I'm not saying you're wrong and he's right - just, I've worked from home on and off for 20 years too and it would really take something special for me to give it up.


UMMM - Years of working from home while raising kids.. Intentionally as I'm the main caretaker. Please do not glorify this.


Please, if she was working she had childcare. She took a lower pace job, got to work from and hang out with kids in afternoon, while he dragged himself to an office to bankroll her leaning out.


Said like someone who has never tried to respond to client follow up emails while a child asks you to play with them and the other child demands another snack. Or tried to finish writing a work proposal on your laptop outside swim/gymnastics/ballet/hockey. Or gotten the call that your kid has a fever and needs to be picked up right before you are scheduled to deliver a live webinar, when your partner is at least an hour from the school.

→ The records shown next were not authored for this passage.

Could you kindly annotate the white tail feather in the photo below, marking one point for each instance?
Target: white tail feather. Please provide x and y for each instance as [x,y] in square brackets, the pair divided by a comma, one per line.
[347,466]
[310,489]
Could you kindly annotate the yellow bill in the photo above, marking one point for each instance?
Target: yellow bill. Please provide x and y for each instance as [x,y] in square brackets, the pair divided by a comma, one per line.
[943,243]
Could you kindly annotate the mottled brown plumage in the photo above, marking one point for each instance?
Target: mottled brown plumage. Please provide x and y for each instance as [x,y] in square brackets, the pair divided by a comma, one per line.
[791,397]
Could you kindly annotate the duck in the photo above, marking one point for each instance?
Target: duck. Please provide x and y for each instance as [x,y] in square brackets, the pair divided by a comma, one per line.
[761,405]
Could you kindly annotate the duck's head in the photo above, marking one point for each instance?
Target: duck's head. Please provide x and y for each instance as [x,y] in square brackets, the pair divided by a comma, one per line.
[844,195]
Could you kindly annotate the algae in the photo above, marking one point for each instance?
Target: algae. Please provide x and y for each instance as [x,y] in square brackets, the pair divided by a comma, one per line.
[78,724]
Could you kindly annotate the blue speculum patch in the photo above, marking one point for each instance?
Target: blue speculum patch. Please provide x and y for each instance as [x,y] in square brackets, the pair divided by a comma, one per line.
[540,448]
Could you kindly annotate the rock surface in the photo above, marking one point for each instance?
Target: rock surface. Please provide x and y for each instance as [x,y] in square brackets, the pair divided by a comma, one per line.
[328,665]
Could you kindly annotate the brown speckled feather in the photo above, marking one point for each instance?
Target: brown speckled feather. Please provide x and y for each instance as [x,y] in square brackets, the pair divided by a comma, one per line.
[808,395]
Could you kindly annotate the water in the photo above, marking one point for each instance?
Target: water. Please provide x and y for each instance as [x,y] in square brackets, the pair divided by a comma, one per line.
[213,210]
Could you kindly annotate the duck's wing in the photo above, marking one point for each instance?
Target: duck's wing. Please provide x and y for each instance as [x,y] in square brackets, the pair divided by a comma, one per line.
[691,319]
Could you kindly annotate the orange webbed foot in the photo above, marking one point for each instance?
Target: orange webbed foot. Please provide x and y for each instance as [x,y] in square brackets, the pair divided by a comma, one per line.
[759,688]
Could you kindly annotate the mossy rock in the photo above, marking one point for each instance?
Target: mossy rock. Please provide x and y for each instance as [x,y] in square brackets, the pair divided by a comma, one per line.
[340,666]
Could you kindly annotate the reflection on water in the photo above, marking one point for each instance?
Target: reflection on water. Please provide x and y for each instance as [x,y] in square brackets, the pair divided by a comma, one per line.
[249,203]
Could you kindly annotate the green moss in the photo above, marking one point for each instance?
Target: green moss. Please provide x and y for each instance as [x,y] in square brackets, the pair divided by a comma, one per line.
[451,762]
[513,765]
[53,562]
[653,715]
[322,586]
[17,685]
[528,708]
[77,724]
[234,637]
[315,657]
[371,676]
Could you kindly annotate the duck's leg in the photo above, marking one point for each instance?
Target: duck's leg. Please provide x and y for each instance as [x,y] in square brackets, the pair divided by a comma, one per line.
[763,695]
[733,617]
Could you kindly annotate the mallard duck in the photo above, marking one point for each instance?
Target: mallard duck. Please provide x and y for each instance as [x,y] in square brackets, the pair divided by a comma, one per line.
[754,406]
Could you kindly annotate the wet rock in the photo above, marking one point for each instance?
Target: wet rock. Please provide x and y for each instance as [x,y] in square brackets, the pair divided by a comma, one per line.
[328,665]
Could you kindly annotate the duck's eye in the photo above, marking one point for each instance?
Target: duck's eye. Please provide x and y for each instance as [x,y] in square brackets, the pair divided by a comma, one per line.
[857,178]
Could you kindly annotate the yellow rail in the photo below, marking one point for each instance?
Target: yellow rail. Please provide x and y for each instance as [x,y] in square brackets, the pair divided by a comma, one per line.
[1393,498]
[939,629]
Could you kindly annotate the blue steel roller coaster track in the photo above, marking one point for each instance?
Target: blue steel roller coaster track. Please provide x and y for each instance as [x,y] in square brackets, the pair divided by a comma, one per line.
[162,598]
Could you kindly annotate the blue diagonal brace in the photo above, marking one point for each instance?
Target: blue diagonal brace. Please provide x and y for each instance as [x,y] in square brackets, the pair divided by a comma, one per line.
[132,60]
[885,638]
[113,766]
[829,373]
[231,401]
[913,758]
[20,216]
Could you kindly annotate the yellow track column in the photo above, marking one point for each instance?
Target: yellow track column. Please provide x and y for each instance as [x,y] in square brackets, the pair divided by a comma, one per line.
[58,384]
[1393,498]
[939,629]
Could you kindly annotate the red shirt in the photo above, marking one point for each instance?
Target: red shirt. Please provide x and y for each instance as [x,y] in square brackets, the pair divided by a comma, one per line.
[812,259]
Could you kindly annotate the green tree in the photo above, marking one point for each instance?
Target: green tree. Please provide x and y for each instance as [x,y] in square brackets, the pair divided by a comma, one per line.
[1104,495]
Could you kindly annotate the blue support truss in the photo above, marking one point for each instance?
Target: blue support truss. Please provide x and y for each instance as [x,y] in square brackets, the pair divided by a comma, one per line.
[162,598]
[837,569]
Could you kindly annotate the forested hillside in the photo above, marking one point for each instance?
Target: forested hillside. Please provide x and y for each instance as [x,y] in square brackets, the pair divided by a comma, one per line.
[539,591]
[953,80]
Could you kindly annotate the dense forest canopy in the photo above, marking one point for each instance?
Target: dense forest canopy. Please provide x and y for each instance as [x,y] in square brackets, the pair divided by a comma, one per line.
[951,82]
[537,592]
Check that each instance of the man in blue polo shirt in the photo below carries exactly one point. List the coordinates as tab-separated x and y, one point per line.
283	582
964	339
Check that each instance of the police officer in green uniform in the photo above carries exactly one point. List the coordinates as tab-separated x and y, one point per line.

I am very grateful for my flexible, WFH job that enables me to be present in my kids’ lives. But it is very different from a WFH set up that merely allows you to sleep in late and wear sweat pants all day. Comparing OP’s WFH experience to her husband’s is inaccurate. For her WFH was essential to family functioning. To him, it’s a cool perk.


If op can’t afford to use a wework spade, she doesn’t have that kind of job. She leaned back and DH made the money.
Anonymous
Anonymous wrote:
Anonymous wrote:
Anonymous wrote:
Anonymous wrote:Some of this resonates with me, too. We were full time remote during the pandemic and my husband’s job stayed remote. My husband rarely stays in his office (we only have one office) and will sit on the couch or wherever I am for hours. The only time he leaves is to go to Costco or grocery shopping. On the weekends we will do stuff as a family or I will meet friends but he rarely does anything on his own. It drives me crazy. I am an introvert and something of a homebody who needs time alone to feel recharged and the only time I can be alone is if I go to bed early.


You bring up a good point. I'm one of the sahm who posted earlier about getting my dh back in the office 2-3x/wk. I am an introvert and need dedicated alone time in a quiet house each day. When I had babies and toddlers at home nap time and later quiet time were strictly enforced. This aspect of my personality was well established before we got married.

OP, if this resonated with you it might be a fair discussion point with you DH. I'm guessing if you have WAH for this long it's a really important component of your overall well being.


God, you’re all so ridiculous. She is the one who has a problem with the situation. She can be the one to change.


We may seem ridiculous but you are absolutely ignorant and clueless. Get a grip on reality, personalities, and the importance of one's well-being. Especially a working parent who is mainly responsible for kids.


You’re impressively wrong. “Personalities?” Get a grip on OP’s ridiculous entitlement.